Die Nase ist näher an unserer Psyche als Auge oder Ohr. Düfte können die Tore des Gedächtnisses aufstoßen. So beschrieb Marcel Proust, wie der Duft eines Gebäcks, eine wahre Flut von Erinnerungen an seine Kindheit herauf beschwor. Der Geruch verdorbenen Essens löst dagegen unüberwindliche Ekelgefühle aus. Und selbst der schönste Mann, die schönste Frau kann unser Herz nicht erobern, wenn wir sie nicht riechen können.

Duftantennen und Riechzellen

Wie ein Duft das Gehirn beeinflusst, das haben Richard Axel und Linda Buck bis ins molekulare Detail geklärt. Sie teilen sich den Nobelpreis für Medizin und Physiologie 2004 für ihre Arbeiten zu den Duftrezeptoren und der Organisation des Geruchssinnes. Duftrezeptoren, dass sind sozusagen die Antennen, mit denen die Riechzellen in der Nase die Geruchsstoffe wahrnehmen.
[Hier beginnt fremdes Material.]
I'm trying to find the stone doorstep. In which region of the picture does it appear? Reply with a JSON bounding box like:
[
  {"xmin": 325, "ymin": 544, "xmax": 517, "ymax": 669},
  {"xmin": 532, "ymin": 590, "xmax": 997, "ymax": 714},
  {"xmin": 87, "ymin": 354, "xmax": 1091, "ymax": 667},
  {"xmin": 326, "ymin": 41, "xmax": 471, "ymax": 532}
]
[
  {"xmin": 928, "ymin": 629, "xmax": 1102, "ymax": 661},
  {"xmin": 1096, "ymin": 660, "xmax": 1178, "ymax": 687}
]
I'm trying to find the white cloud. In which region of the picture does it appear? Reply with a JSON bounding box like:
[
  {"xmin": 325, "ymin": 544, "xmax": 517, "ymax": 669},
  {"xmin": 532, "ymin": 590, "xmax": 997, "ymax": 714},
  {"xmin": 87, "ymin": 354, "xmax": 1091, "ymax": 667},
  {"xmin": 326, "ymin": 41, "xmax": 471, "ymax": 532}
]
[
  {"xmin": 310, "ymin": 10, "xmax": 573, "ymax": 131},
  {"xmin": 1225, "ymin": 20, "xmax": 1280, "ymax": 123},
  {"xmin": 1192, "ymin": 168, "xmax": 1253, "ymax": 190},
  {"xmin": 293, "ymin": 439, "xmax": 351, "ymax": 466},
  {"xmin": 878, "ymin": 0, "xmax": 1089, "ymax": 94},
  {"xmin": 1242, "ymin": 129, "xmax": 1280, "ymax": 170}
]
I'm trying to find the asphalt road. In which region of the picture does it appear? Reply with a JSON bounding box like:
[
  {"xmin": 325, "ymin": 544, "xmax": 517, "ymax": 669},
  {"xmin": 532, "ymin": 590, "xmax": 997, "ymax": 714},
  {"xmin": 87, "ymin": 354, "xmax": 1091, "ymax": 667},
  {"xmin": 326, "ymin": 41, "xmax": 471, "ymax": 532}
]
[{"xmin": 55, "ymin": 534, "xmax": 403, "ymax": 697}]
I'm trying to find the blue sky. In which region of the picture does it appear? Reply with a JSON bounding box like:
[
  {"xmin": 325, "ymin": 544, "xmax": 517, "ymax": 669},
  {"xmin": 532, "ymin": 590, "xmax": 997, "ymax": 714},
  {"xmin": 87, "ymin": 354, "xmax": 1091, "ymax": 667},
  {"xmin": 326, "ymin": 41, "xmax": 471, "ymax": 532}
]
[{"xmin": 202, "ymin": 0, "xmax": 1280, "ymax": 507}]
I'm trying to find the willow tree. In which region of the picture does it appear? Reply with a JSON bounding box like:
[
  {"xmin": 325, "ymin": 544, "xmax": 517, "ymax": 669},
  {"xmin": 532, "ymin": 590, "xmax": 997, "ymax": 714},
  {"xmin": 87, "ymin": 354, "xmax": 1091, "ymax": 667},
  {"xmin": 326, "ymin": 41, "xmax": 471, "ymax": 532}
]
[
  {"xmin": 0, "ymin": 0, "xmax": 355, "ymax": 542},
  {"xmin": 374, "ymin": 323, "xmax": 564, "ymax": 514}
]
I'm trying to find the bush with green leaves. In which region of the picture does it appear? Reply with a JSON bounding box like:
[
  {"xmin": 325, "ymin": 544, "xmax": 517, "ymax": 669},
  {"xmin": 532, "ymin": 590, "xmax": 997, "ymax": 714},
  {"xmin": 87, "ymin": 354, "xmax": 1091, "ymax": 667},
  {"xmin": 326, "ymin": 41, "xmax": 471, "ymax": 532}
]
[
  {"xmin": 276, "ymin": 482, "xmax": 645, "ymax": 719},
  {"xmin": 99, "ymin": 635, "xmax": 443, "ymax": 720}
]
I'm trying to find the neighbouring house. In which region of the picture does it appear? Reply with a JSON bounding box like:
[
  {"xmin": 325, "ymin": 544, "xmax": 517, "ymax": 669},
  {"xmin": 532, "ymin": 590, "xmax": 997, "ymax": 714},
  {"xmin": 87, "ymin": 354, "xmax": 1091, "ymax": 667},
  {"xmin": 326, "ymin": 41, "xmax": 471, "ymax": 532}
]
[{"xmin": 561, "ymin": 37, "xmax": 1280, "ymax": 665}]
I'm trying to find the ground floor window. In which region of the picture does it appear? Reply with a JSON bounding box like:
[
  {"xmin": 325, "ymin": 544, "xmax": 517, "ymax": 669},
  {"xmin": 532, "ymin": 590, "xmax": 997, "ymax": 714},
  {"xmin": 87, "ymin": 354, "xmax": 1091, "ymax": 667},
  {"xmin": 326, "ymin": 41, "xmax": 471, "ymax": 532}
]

Genmanipulierter Maus und ein normaler Maus
Mäuse haben 1000 eng verwandte GeruchsgeneBild: AP

Richard Axel und Linda Buck haben Anfang der 1990er Jahre nach den Genen für diese Duftantennen gesucht. Zu ihrer Überraschung fanden sie bei der Maus über 1000 solcher Gene, die alle eng verwandt sind. Jede Riechzelle in der Nase einer Maus schaltet nur eines dieser Gene an, enthält nur eine Sorte Duftantenne und kann deshalb nur auf ein ganz enges Spektrum von Geruchsstoffen reagieren. Das konnten die beiden Neurowissenschaftler belegen, in dem sie einzelne Riechzellen verschiedenen Düften anboten und dann deren elektrische Reaktion beobachteten.

Gemeinsame Antwortmuster

Die Sensoren in der Nase sind außerordentlich empfindlich. Ein bestimmter Orangenduftstoff und ein Element des Schweißgeruches unterscheiden sich nur an einer kleinen Molekülgruppe, und doch binden sie sich an verschiedene Duftantennen und lösen ganz unterschiedliche Eindrücke aus. Es ist aber nicht so, dass jeder Duftrezeptor einen bestimmten Geruch wahrnimmt. Das geht schon rein rechnerisch nicht. Der Mensch hat deutlich weniger Duftrezeptoren als die Maus und kann doch etwa 10.000 Gerüche unterscheiden. Für die Wahrnehmung kommt es nicht auf die Aktivität eines einzelnen Duftrezeptors an, sondern auf das gemeinsame Antwortmuster aller Riechzellen.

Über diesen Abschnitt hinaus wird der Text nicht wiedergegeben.